L’ancien ministre de la Justice, Constant Mutamba, entend assurer lui-même sa défense devant la Cour de cassation. Attendu à l’audience du 13 juillet dans le dossier lié au Fonds spécial de réparation et d’indemnisation des victimes des activités illicites de l’Ouganda en RDC (FRIVAO), il a choisi de comparaître personnellement afin d’exposer sa version des faits devant les juges. À travers cette démarche, l’ancien garde des Sceaux affiche sa volonté de répondre publiquement aux accusations qui pèsent sur lui. Il estime que les débats judiciaires constituent le cadre approprié pour établir les responsabilités et faire émerger la vérité.

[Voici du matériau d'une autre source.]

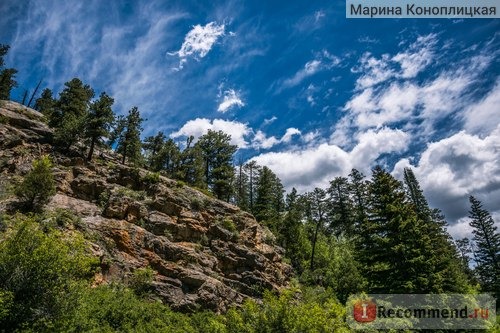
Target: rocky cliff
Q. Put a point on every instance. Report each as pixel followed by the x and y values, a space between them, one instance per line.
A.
pixel 205 253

Mais Constant Mutamba va plus loin. Soucieux, selon ses proches, de garantir la transparence de la procédure, il souhaite que le procès soit retransmis à la télévision. Une diffusion en direct permettrait, à ses yeux, aux Congolais de suivre le déroulement des audiences, d’entendre les arguments de l’accusation comme ceux de la défense, et de se forger leur propre opinion sur cette affaire. Cette requête intervient dans un contexte où les dossiers impliquant d’anciens hauts responsables de l’État suscitent un intérêt particulier de l’opinion publique.

La question de la transparence de la justice est régulièrement au cœur des débats, plusieurs organisations de la société civile appelant à des procédures judiciaires ouvertes et équitables afin de renforcer la confiance des citoyens envers les institutions. Le dossier FRIVAO revêt lui-même une dimension symbolique. Ce fonds a été créé pour gérer les indemnisations accordées à la République démocratique du Congo à la suite de la condamnation de l’Ouganda par la Cour internationale de Justice, en réparation des préjudices causés par les activités militaires et les violations commises sur le territoire congolais pendant les conflits armés.
Sa gestion fait l’objet d’une attention particulière en raison des sommes importantes en jeu et de l’attente des victimes. En demandant une retransmission télévisée de son procès, Constant Mutamba place également le débat sur le terrain de la redevabilité publique. Si cette requête était acceptée, elle constituerait un précédent important dans une affaire mettant en cause un ancien membre du gouvernement.
Le rendez-vous du 13 juillet est ainsi attendu comme une étape décisive, tant pour la défense de l’ancien ministre que pour la crédibilité de la procédure judiciaire. Les regards seront tournés vers la Cour de cassation, appelée à examiner cette affaire sous le regard attentif de l’opinion nationale.